Scott Adams, the author of Dilbert has become the first person in recorded history to recover from Spasmodic Dysphonia (an inability to speak). It’s an amazing story.
Incidentally, I was horrified to discover recently that my children appear to think Dilbert is the Great Guide to Office Life. They take it as nearly true, just as they used to treat Calvin and Hobbes as the Guide to Excruciatingly Appropriate Household Behavior.
You mean Dilbert is not the great guide to office life? I could’ve sworn it was spot on.
What do you mean “used to”?
What *are* you saying? Dilbert is the single best representation we have today of what life in a bureaucratic institution is like.
You do realize, don’t you, that Adams doesn’t make up most of the stuff in that strip? People send it to him. He just changes names to protect the innocent, and juices it up.
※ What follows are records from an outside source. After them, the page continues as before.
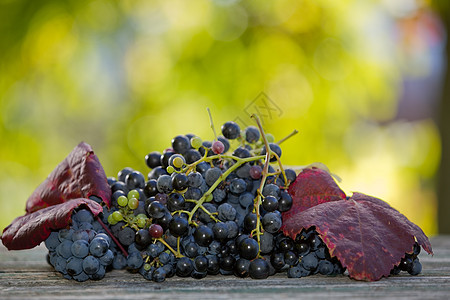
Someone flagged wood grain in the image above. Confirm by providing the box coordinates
[0,236,450,300]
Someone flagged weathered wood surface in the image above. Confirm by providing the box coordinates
[0,236,450,300]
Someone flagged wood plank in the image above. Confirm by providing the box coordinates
[0,236,450,300]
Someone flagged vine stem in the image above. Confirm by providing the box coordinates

The best corroboration is the “thanks for the memos” segment that Michael Feldman does on whadda ya know. Those are real, actual workplace memos– indistinguishable from something ol’ pointy-haired boss would say.
I am highly skeptical that a famous person just happens to have a medical miracle.
A simple search on recovery for the condition seems to indicate reason for skepticism.
Diane Rehm, the host of “The Diane Rehm Show” on NPR has had spasmodic dyphonia for years. She has recovered enough to do her show for weeks on end. Occasionally she has to go back for a botox injections and recovery……so I daresay Scott Adams isn’t the only one to ever recover.